Use of any included script samples are subject to the terms specified at
http://www.microsoft.com/info/cpyright.htm
jfire replied on 04-May-07 02:59 PM
Thanks Ivan, that answers my question. For my purposes, I am willing to make
the assumption that "doing C++ exception handling" is a situation in which
the application is "not too compromised", so that part is taken care of. For
the other part, how would I determine if the application does or does not
hold the loader lock?
jfire replied on 04-May-07 03:45 PM
After thinking about this a bit more, I realized that even if I could check
if the loader lock was held before calling MiniDumpWriteDump, that wouldn't
be sufficient. After the check but before the MiniDumpWriteDump suspends the
other threads, one of those other threads (possibly one I did not create and
have no control over) could take the loader lock, then be suspended by
MiniDumpWriteDump. Classic race condition.

In other words, the "you don't have the loader lock" condition is not quite
correct. It seems to me that one would either have to (a) actually take and
hold the loader lock for the duration of the call to MiniDumpWriteDump or (b)
suspend all threads but the current thread, then check if the process holds
the loader lock, then if not, call MiniDumpWriteDump, then resume the threads.
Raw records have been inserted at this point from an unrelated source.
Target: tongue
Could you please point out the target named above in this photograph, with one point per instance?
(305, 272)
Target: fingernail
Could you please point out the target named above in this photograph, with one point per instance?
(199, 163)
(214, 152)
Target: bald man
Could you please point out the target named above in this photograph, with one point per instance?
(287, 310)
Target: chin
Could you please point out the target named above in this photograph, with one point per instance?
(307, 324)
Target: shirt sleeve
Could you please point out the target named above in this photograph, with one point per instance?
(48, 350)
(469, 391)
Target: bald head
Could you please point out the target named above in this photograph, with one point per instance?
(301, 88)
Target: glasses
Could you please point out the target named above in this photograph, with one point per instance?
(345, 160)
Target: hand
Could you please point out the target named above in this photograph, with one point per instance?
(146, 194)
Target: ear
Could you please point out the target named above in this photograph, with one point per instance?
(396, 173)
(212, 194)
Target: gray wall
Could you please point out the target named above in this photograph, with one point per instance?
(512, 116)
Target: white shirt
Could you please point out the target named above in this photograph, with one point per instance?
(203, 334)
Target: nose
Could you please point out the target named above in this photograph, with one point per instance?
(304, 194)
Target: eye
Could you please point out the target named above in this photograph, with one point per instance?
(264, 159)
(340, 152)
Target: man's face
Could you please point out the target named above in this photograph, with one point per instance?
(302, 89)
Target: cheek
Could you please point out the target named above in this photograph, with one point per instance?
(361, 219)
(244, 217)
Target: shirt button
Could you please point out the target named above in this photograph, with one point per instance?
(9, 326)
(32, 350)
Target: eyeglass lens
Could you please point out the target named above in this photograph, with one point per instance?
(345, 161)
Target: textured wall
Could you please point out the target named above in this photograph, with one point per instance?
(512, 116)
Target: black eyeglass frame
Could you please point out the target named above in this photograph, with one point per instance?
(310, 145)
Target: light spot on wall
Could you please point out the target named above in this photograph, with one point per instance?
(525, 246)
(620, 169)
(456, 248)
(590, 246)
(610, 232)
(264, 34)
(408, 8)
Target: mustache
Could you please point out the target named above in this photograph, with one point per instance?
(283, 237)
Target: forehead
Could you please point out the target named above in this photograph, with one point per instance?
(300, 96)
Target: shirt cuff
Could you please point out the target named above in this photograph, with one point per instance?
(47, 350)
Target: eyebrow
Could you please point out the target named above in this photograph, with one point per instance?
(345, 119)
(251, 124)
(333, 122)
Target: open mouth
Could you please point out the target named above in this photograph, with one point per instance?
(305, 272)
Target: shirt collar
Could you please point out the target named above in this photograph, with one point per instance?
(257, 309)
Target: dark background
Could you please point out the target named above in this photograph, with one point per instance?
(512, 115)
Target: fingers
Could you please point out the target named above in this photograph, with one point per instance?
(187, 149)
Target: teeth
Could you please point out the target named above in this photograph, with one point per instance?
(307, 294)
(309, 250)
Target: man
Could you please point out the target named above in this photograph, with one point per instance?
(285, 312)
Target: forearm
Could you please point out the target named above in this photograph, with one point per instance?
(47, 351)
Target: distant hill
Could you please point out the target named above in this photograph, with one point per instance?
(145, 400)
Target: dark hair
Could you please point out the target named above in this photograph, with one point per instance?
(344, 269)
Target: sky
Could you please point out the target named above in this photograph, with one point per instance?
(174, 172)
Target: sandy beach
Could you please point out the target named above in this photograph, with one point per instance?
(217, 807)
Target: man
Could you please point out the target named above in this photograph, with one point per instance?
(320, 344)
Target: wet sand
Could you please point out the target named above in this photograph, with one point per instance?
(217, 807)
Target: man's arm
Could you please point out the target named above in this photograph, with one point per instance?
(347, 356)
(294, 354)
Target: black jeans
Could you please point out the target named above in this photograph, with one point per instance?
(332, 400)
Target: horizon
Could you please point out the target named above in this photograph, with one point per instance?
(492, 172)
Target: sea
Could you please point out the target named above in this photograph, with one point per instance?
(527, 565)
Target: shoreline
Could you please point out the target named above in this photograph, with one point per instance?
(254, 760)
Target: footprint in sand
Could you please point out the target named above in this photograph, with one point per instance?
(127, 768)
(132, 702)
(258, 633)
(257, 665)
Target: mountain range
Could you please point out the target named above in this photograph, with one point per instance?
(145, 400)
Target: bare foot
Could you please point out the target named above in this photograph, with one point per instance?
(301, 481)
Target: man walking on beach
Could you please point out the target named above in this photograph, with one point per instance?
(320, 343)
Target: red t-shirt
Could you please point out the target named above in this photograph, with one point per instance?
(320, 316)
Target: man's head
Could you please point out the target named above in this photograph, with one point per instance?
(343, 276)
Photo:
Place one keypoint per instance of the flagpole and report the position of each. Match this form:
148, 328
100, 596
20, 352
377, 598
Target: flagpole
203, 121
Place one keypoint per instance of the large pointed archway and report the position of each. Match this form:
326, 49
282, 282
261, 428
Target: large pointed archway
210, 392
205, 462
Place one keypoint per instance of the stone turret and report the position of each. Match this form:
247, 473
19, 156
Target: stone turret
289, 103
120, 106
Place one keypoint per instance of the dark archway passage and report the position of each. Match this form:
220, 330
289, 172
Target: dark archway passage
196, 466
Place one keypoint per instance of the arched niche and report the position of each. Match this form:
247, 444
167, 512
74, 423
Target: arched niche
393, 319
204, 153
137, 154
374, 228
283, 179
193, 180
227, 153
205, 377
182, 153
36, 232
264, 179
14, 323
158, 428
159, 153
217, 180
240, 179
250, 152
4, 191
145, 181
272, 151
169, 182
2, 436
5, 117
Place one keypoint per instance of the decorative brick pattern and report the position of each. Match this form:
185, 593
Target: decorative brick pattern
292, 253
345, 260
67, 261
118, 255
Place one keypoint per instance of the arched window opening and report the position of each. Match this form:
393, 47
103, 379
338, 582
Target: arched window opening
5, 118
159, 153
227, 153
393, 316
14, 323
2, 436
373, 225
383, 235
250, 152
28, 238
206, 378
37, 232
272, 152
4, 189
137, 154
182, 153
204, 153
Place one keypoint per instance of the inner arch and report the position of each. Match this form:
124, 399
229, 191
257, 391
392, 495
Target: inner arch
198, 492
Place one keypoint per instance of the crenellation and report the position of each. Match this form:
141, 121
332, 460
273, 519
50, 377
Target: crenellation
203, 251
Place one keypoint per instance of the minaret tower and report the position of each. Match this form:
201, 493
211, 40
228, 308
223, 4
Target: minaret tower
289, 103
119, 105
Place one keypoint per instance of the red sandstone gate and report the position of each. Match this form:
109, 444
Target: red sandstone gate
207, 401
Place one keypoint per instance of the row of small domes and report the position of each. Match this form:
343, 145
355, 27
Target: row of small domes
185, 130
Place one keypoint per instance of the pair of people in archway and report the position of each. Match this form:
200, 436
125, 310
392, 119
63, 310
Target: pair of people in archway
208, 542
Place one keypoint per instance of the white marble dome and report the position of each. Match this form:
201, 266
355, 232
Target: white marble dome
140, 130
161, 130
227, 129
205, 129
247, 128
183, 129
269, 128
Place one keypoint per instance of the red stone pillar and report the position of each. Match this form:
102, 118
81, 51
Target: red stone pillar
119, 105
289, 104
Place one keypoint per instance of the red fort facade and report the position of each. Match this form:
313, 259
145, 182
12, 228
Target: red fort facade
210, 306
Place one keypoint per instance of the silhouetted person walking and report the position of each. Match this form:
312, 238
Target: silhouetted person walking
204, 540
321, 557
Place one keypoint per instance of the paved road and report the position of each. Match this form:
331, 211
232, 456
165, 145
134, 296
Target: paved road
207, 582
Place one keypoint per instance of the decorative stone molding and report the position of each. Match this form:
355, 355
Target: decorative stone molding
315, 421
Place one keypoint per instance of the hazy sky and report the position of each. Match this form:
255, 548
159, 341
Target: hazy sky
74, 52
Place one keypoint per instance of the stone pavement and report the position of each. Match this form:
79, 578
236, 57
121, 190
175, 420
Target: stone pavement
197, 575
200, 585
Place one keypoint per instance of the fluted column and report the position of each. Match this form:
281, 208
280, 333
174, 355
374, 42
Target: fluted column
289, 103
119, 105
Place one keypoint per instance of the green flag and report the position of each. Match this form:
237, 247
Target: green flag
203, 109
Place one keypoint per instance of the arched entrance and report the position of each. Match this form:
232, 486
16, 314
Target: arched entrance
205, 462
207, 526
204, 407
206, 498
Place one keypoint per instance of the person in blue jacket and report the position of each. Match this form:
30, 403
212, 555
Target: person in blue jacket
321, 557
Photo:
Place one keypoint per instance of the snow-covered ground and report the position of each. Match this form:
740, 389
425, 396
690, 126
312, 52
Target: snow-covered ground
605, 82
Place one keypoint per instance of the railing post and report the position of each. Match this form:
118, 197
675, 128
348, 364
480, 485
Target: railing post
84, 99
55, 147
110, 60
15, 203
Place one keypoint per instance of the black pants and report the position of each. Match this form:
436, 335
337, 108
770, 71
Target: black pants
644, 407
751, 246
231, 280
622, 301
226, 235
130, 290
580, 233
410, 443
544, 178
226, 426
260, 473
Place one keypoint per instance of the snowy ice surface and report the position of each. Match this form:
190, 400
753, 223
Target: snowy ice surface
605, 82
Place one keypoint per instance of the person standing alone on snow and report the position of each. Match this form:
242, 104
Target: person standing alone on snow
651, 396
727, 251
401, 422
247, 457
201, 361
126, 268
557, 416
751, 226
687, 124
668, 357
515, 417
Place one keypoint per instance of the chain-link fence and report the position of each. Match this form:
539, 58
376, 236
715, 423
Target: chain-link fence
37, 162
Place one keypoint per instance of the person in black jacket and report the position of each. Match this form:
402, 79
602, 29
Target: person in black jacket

Ivan, are either of these the intended safe usages of MiniDumpWriteDump
in-process? In my mind they look like complex workarounds for functionality
that should already be in MiniDumpWriteDump.
Ivan Brugiolo [MSFT] replied on 04-May-07 04:14 PM
The condition should be re-phrased as:
MiniDumpWriteDump is safe to use if noboy holds
the loader lock at the same time the call is in progress.
That's the reason why the WER infrastructure in Vista was
carefully desinged to be all out-of-proc, and, in WinXp/Win2003
the code calling faultrep.dll attempted to take all the possible
preacutions that was possible to validate.
MniDumpWriteDump is not designed to be safe from usafe callers.

--
--
This posting is provided "AS IS" with no warranties, and confers no rights.
Use of any included script samples are subject to the terms specified at
http://www.microsoft.com/info/cpyright.htm
jfire replied on 04-May-07 04:35 PM
But how could my application satisfy that condition? Even if it never
explicitly creates threads, various Windows APIs it uses might, and I have to
assume those threads could potentially hold or take the loader lock before or
during the call to MiniDumpWriteDump.

If there is no way for the application to guarantee that condition, what you
are saying is equivalent to saying "MiniDumpWriteDump is never safe to call
in-process", and the API documentation needs to reflect that.